Elizabeth Devereux-Rochester

Elizabeth "Minnie" Devereux-Rochester, also known as Elizabeth Reynolds, (20 December 1917 – between 1981 and 1983) was a member of the First Aid Nursing Yeomanry who served with the Special Operations Executive (SOE) in France during World War II and worked as a courier with the codename Typist (in French: "Dactylo") for the Marksman network (or circuit).

The purpose of SOE was to conduct espionage, sabotage, and reconnaissance in countries occupied by Nazi Germany or other Axis powers.

In the 1930s, she lived in Paris with her mother; when the Germans invaded France in 1941, she worked as a driver for the French Red Cross.

Following training, she landed in a Hudson aircraft on 18 October 1943 in France with Richard Heslop (organiser of the Marksman circuit, codename "Xavier"), a radio operator, Owen Denis Johnson, and an RF agent of Charles de Gaulle, Jean Rosenthal.

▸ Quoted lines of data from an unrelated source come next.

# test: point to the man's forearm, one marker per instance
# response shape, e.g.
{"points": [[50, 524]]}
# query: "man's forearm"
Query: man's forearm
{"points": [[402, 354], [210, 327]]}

"She did not walk, she strode...you automatically expected to see a couple of Labradors at her heels...She stuck out like a sore thumb."

"[1] In Spring 1944, Heslop reluctantly requested that Rochester be recalled by SOE to England, as she "looked so like an Englishwoman" that he and the French leaders were apprehensive that she would be captured by the Germans.